There were other points where they did not understand each other. About four weeks after they moved in she said: ‘You aren’t much of a one for home, are you?’ He said, in genuine astonishment: ‘What do you mean? I’m stuck here like …’ He stopped, and put a cigarette in his mouth to take the place of speech. From his point of view he had turned over a new leaf; he was a man who hated to be bound, to spend every evening the same way; and now he came to Rose most evenings straight from work, ate supper with her, paid her sincere compliments on her cooking, and then – well, there was every reason why he should come, he would be a fool not to!

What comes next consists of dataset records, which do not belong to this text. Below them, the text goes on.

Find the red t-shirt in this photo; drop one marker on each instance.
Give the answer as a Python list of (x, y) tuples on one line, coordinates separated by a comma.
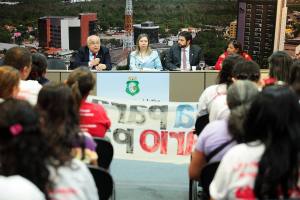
[(93, 119)]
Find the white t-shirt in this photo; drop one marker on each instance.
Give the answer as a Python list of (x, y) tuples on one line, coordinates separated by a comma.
[(208, 96), (74, 182), (29, 91), (19, 188), (219, 109), (236, 173)]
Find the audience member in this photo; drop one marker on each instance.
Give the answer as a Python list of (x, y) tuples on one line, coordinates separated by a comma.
[(20, 58), (294, 80), (233, 47), (144, 58), (9, 82), (38, 69), (244, 70), (223, 82), (18, 188), (93, 55), (279, 68), (24, 150), (183, 55), (266, 166), (61, 123), (93, 118), (239, 96)]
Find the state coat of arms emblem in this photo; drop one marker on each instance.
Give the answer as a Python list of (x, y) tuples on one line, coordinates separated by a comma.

He was consumed by secret pride in her. Fancy Rose, a girl like
her, living with her old man all these years, like a girl shut into a convent, or not much better – you’d think there was something wrong with a girl who got to be thirty before having a man in her bed! But there was nothing wrong with Rose. And at work he’d think of their nights and laugh with deep satisfaction. She was all right, Rose was. And then, slowly, a doubt began to eat into the pride. It wasn’t natural that she’d been alone all those years. Besides, she was a good-looker. He laughed when he remembered that he had thought her quite ugly at first. Now that she was happy, and in a place of her own, and warmed through with love, she was really pretty. Her face had softened, she had a delicate colour in her thin cheeks, and her eyes were deep and welcoming. It was like coming home to a little cat, all purring and pliable. And when he took her to the pictures he walked proudly by her, conscious of the other men’s glances at her. And yet he was the first man who had had the sense to see what she could be? – hmm, not likely, it didn’t make sense.